Wisconsin's state supreme court vote visualized

Published 2011-04-06

UPDATED JUNE 28: It took me a while, but I finished off an updated version of this map, which you can find here on madison.com.

UPDATED 8:09 P.M. THURSDAY: Things took another turn on Thursday as Waukesha County Clerk Kathy Nickolaus said due to an inputting error she had undercounted -- by 14,000 votes.

Via The Wisconsin State Journal:

The new totals showed Prosser with 92,263 votes in Waukesha County, while Kloppenburg had 32,758. Waukesha County Clerk Kathy Nickolaus said the votes weren’t reported to The Associated Press on Tuesday due to “human error.”

Thinking I will now hold off on updating the numbers on the Wisconsin Supreme Court election map until canvassing is completed. Scroll down and you will find it. The colors are still solid, but obviously the numbers in each county are now off.

You can find some aggregated links on the votes in Waukesha County here.


UPDATED 4:17 P.M. THURSDAY: On Thursday afternoon, the Winnebago County clerk updated election numbers that now give incumbent Justice David Prosser 710 more votes and assistant attorney general JoAnne Kloppenburg 466 votes.

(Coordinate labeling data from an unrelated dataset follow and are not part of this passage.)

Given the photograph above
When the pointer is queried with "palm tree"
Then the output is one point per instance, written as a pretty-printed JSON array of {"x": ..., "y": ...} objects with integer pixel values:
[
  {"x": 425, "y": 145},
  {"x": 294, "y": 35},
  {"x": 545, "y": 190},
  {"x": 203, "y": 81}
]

Via The Wisconsin State Journal:

If the numbers stand, Prosser would be ahead of Kloppenburg by 40 votes.

Working on updating the map below to show the change.


When the final precinct finally reported Wednesday -- that's you Lake Mills -- attorney JoAnne Kloppenburg declared victory over incumbent state Supreme Court Justice David Prosser.

But when a candidate declares victory with 50.01 percent of the vote, a recount is obviously on the horizon.

Denying that the Supreme Court race turned into a referendum on his push to end collective bargaining rights for state union workers, Gov. Scott Walker said Wednesday afternoon that Tuesday's results were "largely driven by Madison" and that there are two worlds in the state.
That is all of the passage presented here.